Llegó a la rotonda de Pi y torció a la derecha hacia Santa Eugènia. Los muros y la verja de entrada a la finca Prats le produjeron el mismo efecto de siempre: la lujosa e íntima sensación de pertenecer a un reducido grupo de privilegiados. Y lo mismo le ocurría con el edificio del bufete. De pequeña, la finca y su escuela hípica habían sido un referente de riqueza y porte cosmopolita en el valle, y Santa Eugènia, la zona más glamurosa. Kate inspeccionó el muro y la reconfortó esa vieja sensación que la embargaba desde pequeña: nada había cambiado, ni podría cambiar jamás, tras esa fortaleza.
Dana y ella en seguida se habían hecho amigas. A esa edad la sensación de tener vidas paralelas las acercó más que cualquier otra cosa. Que ambas hubiesen perdido a sus madres las hacía sentir diferentes y únicas, casi como hermanas. El carácter noble de Dana y su escasa pericia por defenderse de los ataques de sus compañeros fueron los que propiciaron que Kate adoptase el papel de defensora, que aún mantenía casi veinte años después.

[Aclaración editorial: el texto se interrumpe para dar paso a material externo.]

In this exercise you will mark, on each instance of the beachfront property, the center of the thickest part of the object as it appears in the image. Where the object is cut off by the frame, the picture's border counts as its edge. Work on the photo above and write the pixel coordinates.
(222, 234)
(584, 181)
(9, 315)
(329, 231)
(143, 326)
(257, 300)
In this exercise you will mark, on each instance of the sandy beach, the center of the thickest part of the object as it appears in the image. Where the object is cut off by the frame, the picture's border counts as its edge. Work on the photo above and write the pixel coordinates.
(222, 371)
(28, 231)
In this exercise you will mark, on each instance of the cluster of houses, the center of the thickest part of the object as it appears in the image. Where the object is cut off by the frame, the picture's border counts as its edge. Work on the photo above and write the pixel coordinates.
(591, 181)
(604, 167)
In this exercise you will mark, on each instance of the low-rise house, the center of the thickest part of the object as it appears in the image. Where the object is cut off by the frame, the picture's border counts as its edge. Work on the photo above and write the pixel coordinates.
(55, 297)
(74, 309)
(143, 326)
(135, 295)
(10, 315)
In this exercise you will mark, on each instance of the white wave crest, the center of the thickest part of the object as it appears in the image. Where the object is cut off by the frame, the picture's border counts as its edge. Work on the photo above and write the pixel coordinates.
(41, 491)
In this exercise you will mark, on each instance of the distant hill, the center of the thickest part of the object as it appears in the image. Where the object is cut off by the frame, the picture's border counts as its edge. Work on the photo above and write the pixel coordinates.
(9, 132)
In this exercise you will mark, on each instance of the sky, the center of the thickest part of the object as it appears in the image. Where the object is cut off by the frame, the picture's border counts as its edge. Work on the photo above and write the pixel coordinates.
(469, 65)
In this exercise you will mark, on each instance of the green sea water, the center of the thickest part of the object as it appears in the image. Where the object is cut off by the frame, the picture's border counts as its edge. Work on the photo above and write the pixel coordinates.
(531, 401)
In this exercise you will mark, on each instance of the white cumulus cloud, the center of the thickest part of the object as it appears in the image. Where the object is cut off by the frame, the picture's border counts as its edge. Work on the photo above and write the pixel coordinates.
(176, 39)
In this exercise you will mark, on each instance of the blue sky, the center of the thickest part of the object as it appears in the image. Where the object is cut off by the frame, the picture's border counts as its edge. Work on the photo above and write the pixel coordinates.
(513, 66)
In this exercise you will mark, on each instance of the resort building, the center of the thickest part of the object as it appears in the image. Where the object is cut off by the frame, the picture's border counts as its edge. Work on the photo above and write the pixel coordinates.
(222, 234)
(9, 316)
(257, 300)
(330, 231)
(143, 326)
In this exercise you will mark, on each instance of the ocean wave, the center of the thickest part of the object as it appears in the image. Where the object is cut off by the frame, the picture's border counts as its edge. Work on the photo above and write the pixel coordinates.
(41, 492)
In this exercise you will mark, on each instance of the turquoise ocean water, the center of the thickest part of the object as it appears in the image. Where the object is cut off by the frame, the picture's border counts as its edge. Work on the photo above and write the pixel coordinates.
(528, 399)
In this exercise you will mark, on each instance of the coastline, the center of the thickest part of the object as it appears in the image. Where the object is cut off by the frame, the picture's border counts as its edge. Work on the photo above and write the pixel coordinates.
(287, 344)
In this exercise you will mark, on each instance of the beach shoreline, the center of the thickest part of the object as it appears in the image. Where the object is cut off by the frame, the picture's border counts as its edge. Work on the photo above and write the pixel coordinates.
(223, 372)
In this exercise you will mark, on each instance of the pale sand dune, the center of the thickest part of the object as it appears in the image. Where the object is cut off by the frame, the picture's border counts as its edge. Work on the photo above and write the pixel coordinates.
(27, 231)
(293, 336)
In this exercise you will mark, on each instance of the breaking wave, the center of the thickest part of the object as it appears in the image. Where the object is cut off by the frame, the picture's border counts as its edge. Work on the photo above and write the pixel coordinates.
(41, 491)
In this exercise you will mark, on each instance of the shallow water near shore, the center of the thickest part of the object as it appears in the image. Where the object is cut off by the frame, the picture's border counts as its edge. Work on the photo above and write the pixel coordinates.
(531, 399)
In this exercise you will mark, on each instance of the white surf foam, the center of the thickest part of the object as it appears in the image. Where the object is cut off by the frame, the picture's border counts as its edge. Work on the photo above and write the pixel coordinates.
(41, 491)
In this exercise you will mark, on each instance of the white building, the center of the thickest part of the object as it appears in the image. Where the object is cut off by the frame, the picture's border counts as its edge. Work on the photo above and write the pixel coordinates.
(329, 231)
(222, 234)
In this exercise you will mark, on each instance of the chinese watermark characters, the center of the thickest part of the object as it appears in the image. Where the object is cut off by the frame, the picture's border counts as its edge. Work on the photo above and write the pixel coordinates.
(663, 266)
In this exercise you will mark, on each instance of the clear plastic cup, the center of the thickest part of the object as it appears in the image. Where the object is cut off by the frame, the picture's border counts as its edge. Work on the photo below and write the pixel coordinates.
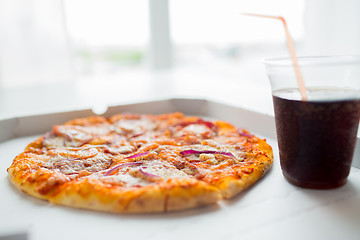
(316, 137)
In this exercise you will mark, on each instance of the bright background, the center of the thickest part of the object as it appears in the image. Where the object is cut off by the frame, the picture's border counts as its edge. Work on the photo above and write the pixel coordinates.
(65, 54)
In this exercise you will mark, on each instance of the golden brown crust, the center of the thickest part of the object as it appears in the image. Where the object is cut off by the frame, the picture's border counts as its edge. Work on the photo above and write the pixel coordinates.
(167, 196)
(134, 163)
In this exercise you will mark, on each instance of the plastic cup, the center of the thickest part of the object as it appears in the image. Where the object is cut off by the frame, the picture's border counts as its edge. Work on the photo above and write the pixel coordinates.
(316, 137)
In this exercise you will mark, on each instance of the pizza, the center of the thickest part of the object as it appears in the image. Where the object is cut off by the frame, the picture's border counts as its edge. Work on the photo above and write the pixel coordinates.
(136, 163)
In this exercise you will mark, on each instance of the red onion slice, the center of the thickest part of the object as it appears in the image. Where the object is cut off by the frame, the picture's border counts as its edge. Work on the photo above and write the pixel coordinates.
(137, 155)
(148, 175)
(245, 134)
(189, 152)
(131, 164)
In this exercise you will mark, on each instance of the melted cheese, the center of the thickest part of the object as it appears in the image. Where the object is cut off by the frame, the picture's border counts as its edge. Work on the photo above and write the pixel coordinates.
(70, 165)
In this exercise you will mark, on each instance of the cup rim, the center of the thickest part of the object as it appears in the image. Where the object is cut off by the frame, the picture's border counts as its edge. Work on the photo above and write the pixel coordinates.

El A3 entró en el camino de la finca. Kate lo aparcó bajo el sauce, al lado del Wrangler de Dana, y cogió la BlackBerry para revisar el correo. Bajo su pulgar, la ruedecilla transparente rodaba a una velocidad de vértigo, casi sin pausa, hasta que sus ojos se clavaron en uno de los e-mails y sonrió. Cotilla, pensó. Presionó la flecha para volver al menú de inicio y metió el móvil en el bolsillo interior del bolso. No sabía lo que ocurriría cuando volviese a encontrarse con Paco, ni el efecto que tendría en su relación profesional lo que había ocurrido en el Arts, pero aquello no iba a salir a la luz por más mensajitos sutiles que le mandase su estiloso adjunto.